Activity \(\PageIndex{3}\):

Consider the family of functions given by

\[h(x) = x^2 + \cos(k x)\]

where \(k\) is an arbitrary positive real number.

- Use a graphing utility to sketch the graph of h for several different \(k\)-values, including k = 1, 3, 5, 10. Plot \(h(x) = x^2 + \cos(3x)\) on the axes provided below. What is the smallest value of \(k\) at which you think you can see (just by looking at the graph) at least one inflection point on the graph of \(h\)?

**Figure \(\PageIndex{10}\)**: Axes for plotting y = h(x).

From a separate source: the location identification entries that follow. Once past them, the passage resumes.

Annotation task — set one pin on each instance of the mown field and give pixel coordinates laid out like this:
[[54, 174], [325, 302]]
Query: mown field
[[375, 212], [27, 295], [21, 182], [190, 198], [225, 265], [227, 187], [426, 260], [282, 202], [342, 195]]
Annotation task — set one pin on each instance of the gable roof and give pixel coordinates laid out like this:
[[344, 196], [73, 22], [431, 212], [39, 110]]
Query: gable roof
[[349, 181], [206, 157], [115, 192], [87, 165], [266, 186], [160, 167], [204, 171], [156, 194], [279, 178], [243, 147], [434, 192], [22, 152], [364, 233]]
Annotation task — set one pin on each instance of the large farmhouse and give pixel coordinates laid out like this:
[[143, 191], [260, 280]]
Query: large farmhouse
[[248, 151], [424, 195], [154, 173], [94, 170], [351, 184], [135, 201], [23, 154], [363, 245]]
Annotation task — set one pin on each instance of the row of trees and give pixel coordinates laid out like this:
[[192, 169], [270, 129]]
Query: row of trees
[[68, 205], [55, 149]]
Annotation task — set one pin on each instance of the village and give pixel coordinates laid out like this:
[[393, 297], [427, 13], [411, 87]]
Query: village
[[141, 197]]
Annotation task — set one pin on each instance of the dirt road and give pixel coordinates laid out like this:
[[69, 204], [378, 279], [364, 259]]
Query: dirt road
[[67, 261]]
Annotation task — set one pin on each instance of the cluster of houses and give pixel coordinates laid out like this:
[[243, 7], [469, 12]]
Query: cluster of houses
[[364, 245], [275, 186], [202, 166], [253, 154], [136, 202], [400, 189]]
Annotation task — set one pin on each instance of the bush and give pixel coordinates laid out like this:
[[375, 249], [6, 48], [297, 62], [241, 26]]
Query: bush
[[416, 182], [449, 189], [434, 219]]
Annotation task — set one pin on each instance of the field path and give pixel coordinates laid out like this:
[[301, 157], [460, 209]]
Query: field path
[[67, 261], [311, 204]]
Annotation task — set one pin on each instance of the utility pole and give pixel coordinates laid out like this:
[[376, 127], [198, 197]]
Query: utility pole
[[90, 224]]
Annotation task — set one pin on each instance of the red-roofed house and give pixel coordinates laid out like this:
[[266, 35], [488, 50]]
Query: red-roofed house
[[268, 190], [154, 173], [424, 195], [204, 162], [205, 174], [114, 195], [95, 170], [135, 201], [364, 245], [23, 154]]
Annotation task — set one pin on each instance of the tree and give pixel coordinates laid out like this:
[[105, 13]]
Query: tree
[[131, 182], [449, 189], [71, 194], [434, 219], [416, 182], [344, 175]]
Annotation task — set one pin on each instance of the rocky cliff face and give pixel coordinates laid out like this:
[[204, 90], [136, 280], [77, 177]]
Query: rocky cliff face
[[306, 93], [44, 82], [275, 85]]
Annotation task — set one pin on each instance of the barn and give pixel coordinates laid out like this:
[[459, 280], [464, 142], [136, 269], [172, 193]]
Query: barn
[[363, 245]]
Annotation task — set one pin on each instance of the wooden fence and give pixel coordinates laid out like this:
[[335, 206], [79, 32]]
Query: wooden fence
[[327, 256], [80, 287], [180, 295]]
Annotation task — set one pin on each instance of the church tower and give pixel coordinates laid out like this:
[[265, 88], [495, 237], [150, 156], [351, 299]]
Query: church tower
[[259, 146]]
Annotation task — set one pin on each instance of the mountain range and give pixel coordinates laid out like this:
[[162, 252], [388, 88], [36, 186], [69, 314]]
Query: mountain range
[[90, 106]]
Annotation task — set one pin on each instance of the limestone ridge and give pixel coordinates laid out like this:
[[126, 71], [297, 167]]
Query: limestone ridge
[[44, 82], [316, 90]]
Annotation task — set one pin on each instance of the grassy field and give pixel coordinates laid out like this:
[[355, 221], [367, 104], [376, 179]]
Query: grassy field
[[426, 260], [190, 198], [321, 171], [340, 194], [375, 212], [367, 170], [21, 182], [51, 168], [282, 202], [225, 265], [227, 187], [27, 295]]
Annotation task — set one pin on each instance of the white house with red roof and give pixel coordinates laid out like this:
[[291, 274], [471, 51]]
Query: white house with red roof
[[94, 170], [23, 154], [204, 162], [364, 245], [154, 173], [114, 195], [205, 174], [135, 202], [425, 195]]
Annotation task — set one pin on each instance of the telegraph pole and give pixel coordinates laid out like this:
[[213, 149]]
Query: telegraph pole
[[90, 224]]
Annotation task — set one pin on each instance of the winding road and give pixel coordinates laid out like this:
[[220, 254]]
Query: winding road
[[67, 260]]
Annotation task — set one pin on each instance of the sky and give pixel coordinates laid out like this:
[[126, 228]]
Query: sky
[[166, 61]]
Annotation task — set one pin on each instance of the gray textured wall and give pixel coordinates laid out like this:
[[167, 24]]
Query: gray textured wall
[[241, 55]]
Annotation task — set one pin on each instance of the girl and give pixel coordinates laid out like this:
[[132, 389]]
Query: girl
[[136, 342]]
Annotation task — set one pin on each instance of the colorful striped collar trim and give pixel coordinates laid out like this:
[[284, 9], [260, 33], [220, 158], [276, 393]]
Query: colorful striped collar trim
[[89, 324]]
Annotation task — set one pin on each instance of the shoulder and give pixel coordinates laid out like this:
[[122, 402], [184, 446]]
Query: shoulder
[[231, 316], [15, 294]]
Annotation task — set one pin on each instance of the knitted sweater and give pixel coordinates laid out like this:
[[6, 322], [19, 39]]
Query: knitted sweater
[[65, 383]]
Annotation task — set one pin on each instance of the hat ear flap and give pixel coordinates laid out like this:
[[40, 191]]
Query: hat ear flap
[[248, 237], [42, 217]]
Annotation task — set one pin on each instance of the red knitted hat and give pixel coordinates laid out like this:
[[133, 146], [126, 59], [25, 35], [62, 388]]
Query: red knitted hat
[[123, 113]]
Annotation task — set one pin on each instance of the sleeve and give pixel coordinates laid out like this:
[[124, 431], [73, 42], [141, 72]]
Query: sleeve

- Explain why the graph of h has no inflection points if \(k ≤ \sqrt{2}\), but infinitely many inflection points if \(k > \sqrt{2}\).
- Explain why, no matter the value of \(k\), \(h\) can only have finitely many critical numbers.

## Summary

In this section, we encountered the following important ideas:

- The critical numbers of a continuous function \(f\) are the values of \(p\) for which \(f' (p) = 0\) or \(f' (p)\) does not exist. These values are important because they identify horizontal tangent lines or corner points on the graph, which are the only possible locations at which a local maximum or local minimum can occur.
- Given a differentiable function \(f\), whenever \(f'\) is positive, \(f\) is increasing; whenever \(f'\) is negative, \(f\) is decreasing. The first derivative test tells us that at any point where \(f\) changes from increasing to decreasing, \(f\) has a local maximum, while conversely at any point where \(f\) changes from decreasing to increasing \(f\) has a local minimum.
- Given a twice differentiable function \(f\), if we have a horizontal tangent line at \(x = p\) and \(f''(p)\) is nonzero, then the fact that \(f''\) tells us the concavity of \(f\) will determine whether f has a maximum or minimum at \(x = p\). In particular, if \(f' (p) = 0\) and \(f''(p) < 0\), then f is concave down at \(p\) and \(f\) has a local maximum there, while if \(f' (p) = 0\) and \(f''(p) > 0\), then \(f\) has a local minimum at \(p\). If \(f' (p) = 0\) and \(f''(p) = 0\), then the second derivative does not tell us whether \(f\) has a local extreme at \(p\) or not.